Nel 1910, Hugo Max, insegnante alla “Fachschule” per il design e la lavorazione del vetro di Steinschönau, mette a punto l’elaborata tecnica del “bronzit” che consente alle forme decorative di emergere, brillanti e nere su fondo opaco. Hoffman fa ampio uso di questa tecnica per meravigliosi oggetti caratterizzati da motivi geometrici realizzati per la vetreria J&L Lobmeyr di Vienna. Il vetro viennese che può essere spesso e opaco, o anche leggerissimo e trasparente, a volte assume la compattezza brillante di una ceramica a lustro, grazie a un procedimento messo a punto da Carl Goldberg a Haida. Otto Prutscher realizza per Lobmeyr la serie Lapislazuli utilizzando la cosiddetta riduzione dell’argento per produrre un vetro scuro e opaco con sfumature irregolari; Oscar Strnad e Oswald Haerdtl, sempre per la Lobmeyr, disegnano una serie di leggerissimi, sottili, trasparenti e incorporei vasi incolori creati con la tecnica del vetro “mussolina”.

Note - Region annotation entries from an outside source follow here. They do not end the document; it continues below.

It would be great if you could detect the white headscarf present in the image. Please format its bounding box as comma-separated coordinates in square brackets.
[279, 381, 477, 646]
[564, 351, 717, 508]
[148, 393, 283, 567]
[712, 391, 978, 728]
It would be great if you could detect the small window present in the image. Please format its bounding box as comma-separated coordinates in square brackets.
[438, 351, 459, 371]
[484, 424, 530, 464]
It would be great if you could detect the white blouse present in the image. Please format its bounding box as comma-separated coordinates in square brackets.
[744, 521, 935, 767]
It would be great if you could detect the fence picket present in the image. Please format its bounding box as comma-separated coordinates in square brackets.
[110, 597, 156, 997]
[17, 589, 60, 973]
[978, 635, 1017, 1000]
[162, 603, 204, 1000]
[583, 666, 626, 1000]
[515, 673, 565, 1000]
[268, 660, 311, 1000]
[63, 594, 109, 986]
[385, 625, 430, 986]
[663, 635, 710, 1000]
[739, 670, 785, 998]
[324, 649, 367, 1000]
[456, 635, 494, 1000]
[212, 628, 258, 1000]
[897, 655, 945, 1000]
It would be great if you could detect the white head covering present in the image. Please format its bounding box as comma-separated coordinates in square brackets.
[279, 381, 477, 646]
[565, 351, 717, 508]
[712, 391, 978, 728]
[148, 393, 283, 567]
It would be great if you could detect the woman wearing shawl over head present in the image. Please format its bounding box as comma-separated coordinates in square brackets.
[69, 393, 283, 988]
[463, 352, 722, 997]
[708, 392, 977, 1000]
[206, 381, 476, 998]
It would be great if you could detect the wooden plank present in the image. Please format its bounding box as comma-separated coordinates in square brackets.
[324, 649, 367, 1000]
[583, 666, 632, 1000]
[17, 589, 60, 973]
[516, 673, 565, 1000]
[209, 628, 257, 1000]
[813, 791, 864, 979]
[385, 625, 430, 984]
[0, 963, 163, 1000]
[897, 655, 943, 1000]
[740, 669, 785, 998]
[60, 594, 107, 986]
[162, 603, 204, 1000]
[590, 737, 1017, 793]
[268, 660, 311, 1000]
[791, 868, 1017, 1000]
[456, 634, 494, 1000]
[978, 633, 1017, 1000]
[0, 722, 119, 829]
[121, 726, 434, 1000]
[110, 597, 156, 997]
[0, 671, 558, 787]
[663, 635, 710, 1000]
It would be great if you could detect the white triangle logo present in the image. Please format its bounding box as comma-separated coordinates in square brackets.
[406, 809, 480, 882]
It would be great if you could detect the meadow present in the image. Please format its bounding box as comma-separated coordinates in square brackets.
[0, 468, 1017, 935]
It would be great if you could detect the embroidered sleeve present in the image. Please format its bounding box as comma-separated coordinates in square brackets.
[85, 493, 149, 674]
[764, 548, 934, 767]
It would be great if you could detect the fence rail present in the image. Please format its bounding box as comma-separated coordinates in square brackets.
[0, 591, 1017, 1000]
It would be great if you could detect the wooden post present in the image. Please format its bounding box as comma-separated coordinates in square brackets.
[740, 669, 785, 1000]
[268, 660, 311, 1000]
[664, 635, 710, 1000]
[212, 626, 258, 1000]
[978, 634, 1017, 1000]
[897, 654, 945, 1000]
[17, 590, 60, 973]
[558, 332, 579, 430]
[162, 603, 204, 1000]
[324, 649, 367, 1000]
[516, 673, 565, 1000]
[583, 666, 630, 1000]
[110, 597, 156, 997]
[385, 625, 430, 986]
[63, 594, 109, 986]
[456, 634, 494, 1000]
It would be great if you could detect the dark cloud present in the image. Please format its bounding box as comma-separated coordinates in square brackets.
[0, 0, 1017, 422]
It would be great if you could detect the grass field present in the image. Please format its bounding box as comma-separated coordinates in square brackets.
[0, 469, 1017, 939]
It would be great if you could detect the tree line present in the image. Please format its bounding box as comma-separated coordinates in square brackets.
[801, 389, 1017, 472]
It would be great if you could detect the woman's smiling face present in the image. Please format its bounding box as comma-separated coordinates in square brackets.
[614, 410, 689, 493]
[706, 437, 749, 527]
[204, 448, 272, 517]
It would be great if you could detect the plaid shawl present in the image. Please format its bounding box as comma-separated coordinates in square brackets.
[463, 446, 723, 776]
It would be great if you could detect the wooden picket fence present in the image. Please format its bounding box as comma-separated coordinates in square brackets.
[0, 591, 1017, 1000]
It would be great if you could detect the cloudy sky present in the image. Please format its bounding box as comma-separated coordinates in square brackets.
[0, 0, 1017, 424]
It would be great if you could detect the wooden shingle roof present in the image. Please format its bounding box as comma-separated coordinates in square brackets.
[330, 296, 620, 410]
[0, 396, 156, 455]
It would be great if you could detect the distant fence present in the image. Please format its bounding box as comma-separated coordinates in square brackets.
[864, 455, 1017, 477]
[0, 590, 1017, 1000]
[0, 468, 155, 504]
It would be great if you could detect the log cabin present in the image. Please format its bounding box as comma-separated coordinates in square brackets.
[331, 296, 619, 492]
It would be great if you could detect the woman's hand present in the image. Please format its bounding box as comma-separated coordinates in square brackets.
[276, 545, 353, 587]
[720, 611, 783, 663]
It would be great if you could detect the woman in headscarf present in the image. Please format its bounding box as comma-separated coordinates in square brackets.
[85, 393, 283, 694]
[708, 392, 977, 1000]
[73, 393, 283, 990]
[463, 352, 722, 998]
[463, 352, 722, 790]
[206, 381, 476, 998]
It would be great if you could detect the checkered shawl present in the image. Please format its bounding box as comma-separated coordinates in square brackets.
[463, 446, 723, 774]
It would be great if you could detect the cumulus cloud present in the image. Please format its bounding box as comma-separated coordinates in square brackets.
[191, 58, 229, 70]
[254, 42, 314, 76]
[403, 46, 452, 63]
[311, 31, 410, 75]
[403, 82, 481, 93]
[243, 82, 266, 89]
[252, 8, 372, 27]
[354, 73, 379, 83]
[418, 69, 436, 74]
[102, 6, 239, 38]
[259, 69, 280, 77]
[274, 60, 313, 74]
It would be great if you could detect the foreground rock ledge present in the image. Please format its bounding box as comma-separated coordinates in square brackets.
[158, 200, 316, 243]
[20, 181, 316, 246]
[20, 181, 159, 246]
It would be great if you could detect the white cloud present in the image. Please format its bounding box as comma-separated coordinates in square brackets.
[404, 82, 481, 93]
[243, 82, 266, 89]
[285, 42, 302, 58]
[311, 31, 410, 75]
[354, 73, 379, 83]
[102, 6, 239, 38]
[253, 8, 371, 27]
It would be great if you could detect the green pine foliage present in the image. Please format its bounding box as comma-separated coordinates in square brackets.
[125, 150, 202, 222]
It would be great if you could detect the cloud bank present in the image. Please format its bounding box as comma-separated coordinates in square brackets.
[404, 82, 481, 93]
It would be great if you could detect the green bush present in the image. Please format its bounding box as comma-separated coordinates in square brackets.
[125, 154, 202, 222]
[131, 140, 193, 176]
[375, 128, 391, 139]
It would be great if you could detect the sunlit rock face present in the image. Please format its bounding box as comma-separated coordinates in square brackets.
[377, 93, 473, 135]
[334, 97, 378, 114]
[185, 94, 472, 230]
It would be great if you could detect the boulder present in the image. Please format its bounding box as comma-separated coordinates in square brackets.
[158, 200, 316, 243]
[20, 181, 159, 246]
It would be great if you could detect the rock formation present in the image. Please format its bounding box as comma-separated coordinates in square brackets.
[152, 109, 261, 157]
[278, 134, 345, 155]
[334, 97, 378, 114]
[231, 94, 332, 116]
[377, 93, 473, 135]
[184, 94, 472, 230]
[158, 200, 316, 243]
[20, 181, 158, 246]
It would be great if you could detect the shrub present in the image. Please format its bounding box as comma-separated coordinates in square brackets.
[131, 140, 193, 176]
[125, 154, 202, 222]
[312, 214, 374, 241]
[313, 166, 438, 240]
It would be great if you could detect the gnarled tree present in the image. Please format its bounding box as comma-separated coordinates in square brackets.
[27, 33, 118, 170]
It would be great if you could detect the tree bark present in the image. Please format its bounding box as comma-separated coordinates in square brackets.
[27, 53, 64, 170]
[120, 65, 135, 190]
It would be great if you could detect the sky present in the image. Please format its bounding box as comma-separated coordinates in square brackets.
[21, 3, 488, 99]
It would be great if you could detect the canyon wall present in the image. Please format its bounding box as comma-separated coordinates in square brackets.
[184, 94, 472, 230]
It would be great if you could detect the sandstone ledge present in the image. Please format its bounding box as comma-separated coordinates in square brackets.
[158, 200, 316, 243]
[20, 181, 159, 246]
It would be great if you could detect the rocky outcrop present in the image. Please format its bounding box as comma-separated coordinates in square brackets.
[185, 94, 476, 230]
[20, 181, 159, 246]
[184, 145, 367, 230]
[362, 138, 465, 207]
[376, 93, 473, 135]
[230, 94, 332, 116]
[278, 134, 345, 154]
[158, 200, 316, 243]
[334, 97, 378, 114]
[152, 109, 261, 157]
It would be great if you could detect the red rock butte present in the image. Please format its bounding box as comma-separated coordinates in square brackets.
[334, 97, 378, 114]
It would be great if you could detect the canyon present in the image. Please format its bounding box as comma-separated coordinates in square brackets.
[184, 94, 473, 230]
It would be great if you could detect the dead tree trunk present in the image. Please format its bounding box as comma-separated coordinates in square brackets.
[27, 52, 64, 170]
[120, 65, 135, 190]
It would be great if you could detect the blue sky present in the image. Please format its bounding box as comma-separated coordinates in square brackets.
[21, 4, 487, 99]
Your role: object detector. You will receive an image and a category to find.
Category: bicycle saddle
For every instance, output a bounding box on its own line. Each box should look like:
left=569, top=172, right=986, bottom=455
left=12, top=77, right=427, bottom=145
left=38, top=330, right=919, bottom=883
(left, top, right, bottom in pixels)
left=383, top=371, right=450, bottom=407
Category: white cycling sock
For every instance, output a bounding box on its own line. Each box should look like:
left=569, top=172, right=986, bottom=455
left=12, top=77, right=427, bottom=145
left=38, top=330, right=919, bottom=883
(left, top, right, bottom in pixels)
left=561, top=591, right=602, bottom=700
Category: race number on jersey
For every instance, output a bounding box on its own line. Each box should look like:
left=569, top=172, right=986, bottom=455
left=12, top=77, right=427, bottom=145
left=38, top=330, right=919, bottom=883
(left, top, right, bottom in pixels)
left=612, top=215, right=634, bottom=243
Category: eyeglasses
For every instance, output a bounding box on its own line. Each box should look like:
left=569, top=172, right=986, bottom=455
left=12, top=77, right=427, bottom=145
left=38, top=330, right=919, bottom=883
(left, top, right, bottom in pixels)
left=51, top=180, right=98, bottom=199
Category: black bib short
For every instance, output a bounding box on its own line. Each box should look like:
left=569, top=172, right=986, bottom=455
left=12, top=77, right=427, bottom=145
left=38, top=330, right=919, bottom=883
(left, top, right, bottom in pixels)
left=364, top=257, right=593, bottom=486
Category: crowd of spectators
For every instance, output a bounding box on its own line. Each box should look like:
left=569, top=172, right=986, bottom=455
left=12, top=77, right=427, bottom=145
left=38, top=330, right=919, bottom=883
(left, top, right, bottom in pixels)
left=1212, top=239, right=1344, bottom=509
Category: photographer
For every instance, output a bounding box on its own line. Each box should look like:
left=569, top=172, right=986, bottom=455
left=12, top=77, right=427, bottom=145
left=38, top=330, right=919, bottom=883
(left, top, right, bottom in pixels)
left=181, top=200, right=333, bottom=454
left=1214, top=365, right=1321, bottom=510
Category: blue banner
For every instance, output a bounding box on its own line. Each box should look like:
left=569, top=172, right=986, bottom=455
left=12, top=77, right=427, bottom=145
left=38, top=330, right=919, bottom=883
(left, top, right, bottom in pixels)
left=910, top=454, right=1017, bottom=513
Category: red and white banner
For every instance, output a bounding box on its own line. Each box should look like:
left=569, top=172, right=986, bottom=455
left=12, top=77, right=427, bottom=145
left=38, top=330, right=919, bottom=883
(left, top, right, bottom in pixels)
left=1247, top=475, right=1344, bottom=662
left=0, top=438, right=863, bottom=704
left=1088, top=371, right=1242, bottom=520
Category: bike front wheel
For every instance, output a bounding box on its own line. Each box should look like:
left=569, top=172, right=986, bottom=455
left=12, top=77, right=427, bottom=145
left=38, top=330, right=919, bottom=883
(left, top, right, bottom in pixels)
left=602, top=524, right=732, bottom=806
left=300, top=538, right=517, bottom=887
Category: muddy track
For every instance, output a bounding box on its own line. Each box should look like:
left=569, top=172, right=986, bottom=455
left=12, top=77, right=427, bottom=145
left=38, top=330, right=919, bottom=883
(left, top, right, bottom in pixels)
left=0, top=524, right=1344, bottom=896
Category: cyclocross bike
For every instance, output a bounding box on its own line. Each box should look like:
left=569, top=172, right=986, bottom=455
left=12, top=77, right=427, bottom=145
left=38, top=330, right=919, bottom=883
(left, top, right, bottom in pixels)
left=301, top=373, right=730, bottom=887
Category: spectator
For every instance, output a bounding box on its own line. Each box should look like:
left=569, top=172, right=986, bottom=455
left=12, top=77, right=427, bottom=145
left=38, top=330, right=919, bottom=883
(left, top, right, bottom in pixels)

Nel 1914, alla mostra del Werkbund, a Colonia, nel padiglione austriaco progettato da Josef Hoffmann, sono presentate tutte le novità avveniristiche nel campo vetrario della decorazione. Nel 1915 il Ministero dei Lavori pubblici commissiona all’imperiale-regio Österreichisches Museum für Kunst und Industrie di Vienna una mostra sull’arte austriaca e sul vetro da esportazione per sostenere l’industria del vetro fortemente sotto pressione a causa della prima guerra mondiale. Alla fine del conflitto le vetrerie sono sempre in Boemia, che però nel frattempo è diventata parte della Cecoslovacchia. L’Esposizione universale di Parigi del 1925 premia cinquant’anni di sforzi per aggiornare e migliorare le stile del vetro viennese.
La ditta J&L Lobmeyr e i suoi architetti progettisti ottengono il Grand Prix della mostra confermando che i loro prodotti non soltanto sono passati dal classicismo all’Art Nouveau, ma sono già pronti per l’Art Déco che l’esposizione di Parigi ha avviato.
La distanza fra Vienna e le vetrerie boeme è la stessa che intercorre fra Milano e Murano, circa 270 chilometri. Un viaggio, quest’ultimo, diventato mitico da quando fu intrapreso, negli anni Venti, dall’avvocato Paolo Venini che divenne, grazie alle sue capacità artistiche e imprenditoriali, il nuovo “doge” di Venezia.
Il matrimonio fra le idee nuove e le antiche tecniche di vetreria da lui celebrato in Laguna, è in perfetta sintonia con l’evoluzione del vetro viennese.
Scrive Adolf Loos: «È ora che il nostro artigianato si affidi alle proprie forze e si scrolli di dosso qualsiasi guida non richiesta. Chi intende collaborare sia il benvenuto. Chi di fronte al tornio ronzante con indosso il grembiule di lavoro, chi davanti alla fornace rovente, a torso nudo, voglia collaborare, abbia lode. Quei dilettanti, però, che stanno nel loro comodo atelier d’artisti, pretendendo di prescrivere e preordinare, per chi crea, ciò che egli deve creare, costoro sono pregati di mantenersi nel limite del loro campo, che è l’arte grafica»(4).